You play like you practice

That's something I heard Magic Johnson say on tv when he was trying to coach the Lakers. I feel I have to mention here that: 

  1.  I'm a Celtics fan  
  2.  Magic Johnson is a human with faults, not someone I idolize...but damn he could play.

He was baffled by a new generation of players that were full of talent but, sort of bottled up their best as a way of "saving it for the game". In Magic's mind, and in his life, you could never expect to just "turn it on" when the horn blew no matter how much talent you had. 

You had to respect and cultivate your abilities through practice.

And every time I think of what Magic was saying about his players, I think of my own practice and how it relates to my teaching: I believe you teach how you practice.

Do you have fun when you practice?

Are you disciplined?

Do you respect the practice?

Are you kind to yourself?

If you teach, how do the answers to those questions translate to youR classes?

Do you have fun teaching- do you respect the craft?

Are you kind to your students, acknowledging their limits and teaching what is in front of you?

Do you teach your practice or someone else's?

There is no magic switch you can flick when it is time to teach, you instinctually pull from what your body knows, and your body only knows what it practices.  

Why I Teach

1


I think I’m supposed to say, “I wanted to share my love of yoga with everyone” but that wouldn’t be true. I love to teach yoga as much as I love to practice it. It’s selfish but my teaching helps my practice as much as my practice helps my teaching and I care as much about my practice as my job of teacher. I’ll think I know a pose inside and out, something I’ve been doing and teaching for years and then, a student will ask me a question about it that I can’t answer right away and I’m forced to understand the pose even more and find a better way to explain it.  
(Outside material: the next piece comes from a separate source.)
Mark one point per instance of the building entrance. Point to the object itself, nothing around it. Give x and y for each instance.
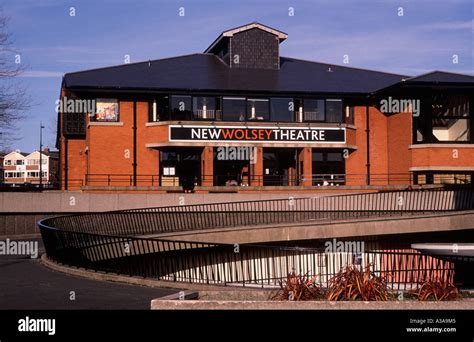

There was a point in my first few years of teaching that I felt I had made a really big mistake. I wasn’t intellectually satisfied and I was starting to get bored. Luckily around that same time I started to teach workshops and make them an open forum for questions. My first workshop I think I got about thirty questions and had maybe two answers. But I took everyone’s email down, looked for the answers and wrote to each student. That was when I really started to become a teacher.

2


It’s not an easy job and I like the challenge. When I first began practicing, I remember thinking to myself, “(s)he’s just walking around the room and calling out poses, hell that’s easier than my job…”.  My style of teaching is more active than my first few teachers but that’s not what makes it challenging. There’s choreography, good sequencing and, memorization all delivered with enthusiasm while paying attention to as much as you can in any given student without forgetting there are ten-60 other students in the room. There’s explaining weird things clearly and succinctly without leaving people in a pose while you’re yapping away. There’s making things interesting for experienced people while keeping things simple for beginners. There’s history, there’s philosophy, there’s a dead language, it’s awesome.

3


I started teaching before I had a formal teacher training (formal teacher training is kind of new). Now there is so much out there I think anyone who loves to practice should take a good teacher training just to learn more about yoga and just to see if there is a chance you love to teach. Teaching and practicing are two completely different things. You might not decide to teach (and if you don’t love teaching you shouldn’t) but at worst, your practice and knowledge of the practice will have expanded for the better ten fold. There are a lot of yoga teachers out there right now but there is ALWAYS room for someone who is really good at their job.



Why I eat what I eat

1


I think I’m trying to make up for lost time. Like an awful lot of young women, I struggled with eating disorders, especially as a dancer. I think I spent the summer when I was 14 eating ice cream and potato chips and then throwing up. And we didn’t have a healthy diet at home. I feel like now, not only do I need to eat really well to stay healthy, but also to try to make up for all the years of horrible eating (if that’s even possible.)

2


I’m not vegan but…I try to make the majority of what I eat be green and animal-product free. What I do is try to make sure that at a minimum, five days out of any week, I’m vegan. It’s different days in any given week and even that can be hard. Luckily I love to cook. My favorite bread to bake is a simple Tuscan loaf that is just different flours, water and, yeast. And even if I don’t have time to make everything from scratch, the gods gave us Trader Joe’s with all those frozen vegetable medleys and veggie burgers – just sauté a bag of something and throw in some broccoli or spinach, chop up some tomatoes and a veggie burger, add some veganaise and I have a “Big Bowl of Dinner”. But am I going to have turkey on Thanksgiving this year? Yes. Do I make my pesto  (with grated cheese? Yup. Once and I while do I eat a piece of fish or break down and roast a chicken? Mhmm, yup I do (I try keep that last one to no more than once a month).

3


Our current food system is broken. We absolutely torture animals and it’s unforgivable. We’ve fished our oceans to death. Industry lobbyists have more control and influence over what information gets to the public than scientists and don’t get me started on our healthcare system. But I’m still not 100% vegan…it’s something I struggle with and that I’m still trying to figure out. For now I try to eat real food and make sure I’m truly enjoying what I eat.